Oasis Petroleum Inc. reported increased production in the first quarter and saw lease operating expenses (LOE) tumble 16%, as it moves forward with plans to sell acreage in the Williston Basin and mulls adding more rigs and a dedicated hydraulic fracturing (fracking) crew in the Permian’s Delaware sub-basin.

The Houston-based company on Monday reported total production climbed 21% year/year and almost 5% sequentially to 76,819 boe/d (76.4% oil) within guidance of 75,000-77,000 boe/d. In the year-ago quarter it produced 63,192 boe/d) and output in 4Q2017 was 73,207 boe/d. The company also reported LOE fell 16% from a year ago to $6.48/boe.

Oasis completed and placed online 17 gross (11.2 net) operated wells in the quarter, including 16 gross (10.2 net) in the Williston Basin and one in the Delaware. In February, the company closed its acquisition of about 22,000 net undeveloped acres in the Delaware from Forge Energy LLC.

Oasis this year plans to complete 100-110 operated wells in the Williston and six to eightin the Delaware. CEO Thomas Nusz said the company’s “completion cadence is on track, if not a little ahead,” with plans to deploy a second rig in the Delaware this month.

“Completion activity in the Delaware should generally be pretty consistent throughout the next couple of quarters, with a little step up in activity in the fourth quarter, as we look to complete six to eight wells in 2018,” COO Taylor Reid said during an earnings call Tuesday to discuss 1Q2018. He later added that the company plans to continue running a two-rig program in the Delaware into 2019.

“Somewhere likely in the back half” of next year, “we’ll pick up the pace and add another rig, and then have the ability to complete more wells,” Reid said.

When asked during the question-and-answer portion of the call if Oasis plans to deploy a dedicated frack crew in the Delaware, Reid said the company had seen “quite a bit of availability” with crews in general, but Oasis already has crews for the rest of the year.

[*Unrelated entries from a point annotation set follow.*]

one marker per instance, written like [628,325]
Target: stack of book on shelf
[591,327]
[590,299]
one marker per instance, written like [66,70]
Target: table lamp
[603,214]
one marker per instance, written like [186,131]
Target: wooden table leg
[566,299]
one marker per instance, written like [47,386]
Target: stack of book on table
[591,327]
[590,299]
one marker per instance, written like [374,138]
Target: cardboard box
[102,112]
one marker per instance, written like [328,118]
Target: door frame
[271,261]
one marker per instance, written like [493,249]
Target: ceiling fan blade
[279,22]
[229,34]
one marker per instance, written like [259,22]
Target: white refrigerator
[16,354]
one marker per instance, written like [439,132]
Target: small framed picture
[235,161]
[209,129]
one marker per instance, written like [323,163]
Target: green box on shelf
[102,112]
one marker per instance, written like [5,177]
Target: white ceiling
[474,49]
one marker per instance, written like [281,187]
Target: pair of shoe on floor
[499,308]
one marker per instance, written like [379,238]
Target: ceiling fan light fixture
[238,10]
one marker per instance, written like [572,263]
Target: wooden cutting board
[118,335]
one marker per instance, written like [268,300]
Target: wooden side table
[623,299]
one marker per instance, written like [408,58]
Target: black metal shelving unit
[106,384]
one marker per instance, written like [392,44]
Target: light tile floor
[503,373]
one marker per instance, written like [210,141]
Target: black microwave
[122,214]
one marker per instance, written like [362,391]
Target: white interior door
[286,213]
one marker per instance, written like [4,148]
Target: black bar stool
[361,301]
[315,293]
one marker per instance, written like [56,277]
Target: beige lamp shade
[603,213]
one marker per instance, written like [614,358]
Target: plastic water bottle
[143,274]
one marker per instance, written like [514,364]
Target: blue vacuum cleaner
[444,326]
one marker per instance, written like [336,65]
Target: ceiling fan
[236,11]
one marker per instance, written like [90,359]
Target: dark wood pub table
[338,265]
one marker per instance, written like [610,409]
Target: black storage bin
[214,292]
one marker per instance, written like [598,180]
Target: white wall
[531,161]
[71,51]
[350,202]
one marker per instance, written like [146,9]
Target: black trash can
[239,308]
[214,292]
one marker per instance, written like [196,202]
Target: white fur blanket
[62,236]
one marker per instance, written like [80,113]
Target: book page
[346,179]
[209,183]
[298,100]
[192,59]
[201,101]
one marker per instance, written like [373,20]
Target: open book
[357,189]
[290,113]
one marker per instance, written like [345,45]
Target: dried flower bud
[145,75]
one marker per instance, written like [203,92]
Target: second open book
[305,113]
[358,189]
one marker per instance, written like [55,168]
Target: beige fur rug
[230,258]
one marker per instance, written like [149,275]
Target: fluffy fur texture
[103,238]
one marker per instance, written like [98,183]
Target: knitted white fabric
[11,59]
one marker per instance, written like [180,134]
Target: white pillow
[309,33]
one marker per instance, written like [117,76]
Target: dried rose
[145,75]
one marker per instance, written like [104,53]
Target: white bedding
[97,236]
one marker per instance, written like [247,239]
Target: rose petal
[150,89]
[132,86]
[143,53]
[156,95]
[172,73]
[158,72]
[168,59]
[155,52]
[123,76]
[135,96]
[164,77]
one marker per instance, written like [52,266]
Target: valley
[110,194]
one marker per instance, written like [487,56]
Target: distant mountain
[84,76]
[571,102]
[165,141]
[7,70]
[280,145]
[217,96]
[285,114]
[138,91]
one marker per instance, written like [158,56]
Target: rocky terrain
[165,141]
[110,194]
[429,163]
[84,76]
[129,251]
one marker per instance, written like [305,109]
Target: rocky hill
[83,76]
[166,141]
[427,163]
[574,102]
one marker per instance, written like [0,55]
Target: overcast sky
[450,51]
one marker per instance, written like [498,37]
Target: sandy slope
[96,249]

“We’re not at a point where we’ve got a full schedule where we can have a dedicated crew,” Reid said. “We’ve got some spots along the way where we’ll get our wells fracked.

“A good example is we’re planning on fracking a well this quarter, but probably a little later this quarter. With the arrangement we’ve reached, we’re going to get a frack crew a little earlier than we originally thought, which is right now; we’re fracking today. And we think we’ll see the same thing with the provider that we’re working with for the balance of the year. We don’t expect any problem getting the wells fracked on time.”

Reid said Oasis could have a dedicated crew in the Delaware by mid-2019 or early 2020.

“We’re actually looking at it right now and continuing to evaluate going forward whether it makes sense for us to bring one of our own crews into the basin,” Reid said. “In that event, we’d probably just build an additional spread, but we’re under evaluation and we’ve got really the rest of this year to make that decision.”

Oasis still plans to make up to $500 million in 2018 from the sale of about 200,000 acres in the Williston’s Bakken Shale.

“We’ve had strong interest,” CFO Michael Lou said during the call, adding that a “more formal update” would be provided mid-summer. “We’re going to evaluate, and we’ll figure that out. It certainly could be $500 million,” either by “selling less assets or selling the same amount of assets and getting more proceeds.”

Oasis raised its full-year production guidance to 81,000-84,000 boe/d from 80,000-83,000 boe/d. The company also lowered its LOE estimate for the year to $6.50-7.50/boe from the previous range of $7.00-7.50/boe.

Net income was $590,000 ($0/share) in 1Q2017, compared with $23.8 million (10 cents) in the year-ago quarter. Revenues totaled $421.2 million, compared with $285.1 million in 1Q2017.